Lifestyles

D. Smith: Don’t put off assembling an estate plan

An estate plan is an essential part of planning for the future.

Estate planning involves the transfer of someone’s assets (e.g. property, money) when they die, as well as other personal assets.

What is the right age to start on an estate plan?

As soon as you start to accumulate assets or when you start to have children, you should have an estate plan.

During our lifetime, planning is part of our routine. We plan for holidays and family gatherings. We plan on things to do when we are not working. We plan on making consumer purchases such as for vehicles and major appliances. So what about planning in regards to estate planning for you and your family?

Almost 50 per cent of the adult population who should don’t make estate planning a priority.

That means nothing has been done to protect you and your family against the many negative aspects of having no estate plan.

Estate planning should be considered as one of the best planning strategies during our lifetime. Making a will is an important part of planning for your family’s future.

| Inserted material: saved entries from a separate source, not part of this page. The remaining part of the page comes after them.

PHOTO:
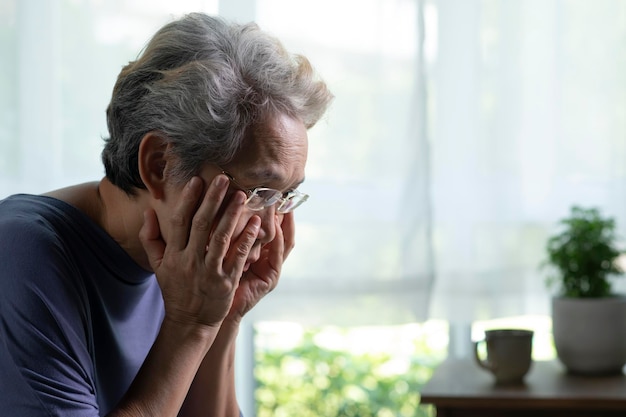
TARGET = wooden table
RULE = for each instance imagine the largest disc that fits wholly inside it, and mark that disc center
(460, 388)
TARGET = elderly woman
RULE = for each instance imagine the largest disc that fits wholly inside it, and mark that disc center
(123, 297)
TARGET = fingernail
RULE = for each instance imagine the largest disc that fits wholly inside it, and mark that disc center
(193, 182)
(221, 181)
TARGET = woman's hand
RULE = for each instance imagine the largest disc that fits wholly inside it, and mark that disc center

If you die without a will, your property will be divided according to B.C. law, and the costs to administer your estate will increase.

You will be giving up the right to appoint the guardian of your choice for any children in your care.

A will is a legal enforceable declaration of how you want your property to be distributed after death.

A will provides directions on minor children including who will be the guardian of your most treasured possession, your children.

You will also declare who you want to be the executor or executrix of your will and this is the person who will administer your estate.

You will name the person to be the guardian of your minor children.

You can choose a trusted family member or trusted friend or you can choose a professional to administer your will and will be charged a professional fee for these services.

Ask about the costs associated with professional administration—to determine if there is a fixed cost or a cost based on the total assets administered.

If you die without a will—this is referred to as dying intestate, the province will administer your estate. The province will decide who is in charge of your accumulation of assets and apply intestate guidelines of how your assets will be divided.

You do not have a say in this intestate process because you are no longer alive and you missed the opportunity to make a

Will when you were alive. The government provides the guidelines and the extra legal and accounting costs will come out of your estate value.

Organizing your financial affairs means taking care of your affairs before you are gone.

If you think it is difficult to get started on your estate plan now, it will be increasingly difficult and more expensive for someone else to do your estate plan for you after you are gone. The reality is we can’t live forever and we cannot determine what day will be our last day of life.

You have worked all your life and accumulated assets. Ensure your heirs will get the most out of the assets you have accumulated.

The biggest challenge may be to get started. Then step by step you will achieve your goal of organizing your affairs.

During your lifetime you can gift personal or monetary assets to family, friends or to a charity.

You can take advantage of naming beneficiaries on insurance investments and GICs outside of your will to bypass probate and avoid a long and costly delay of probate.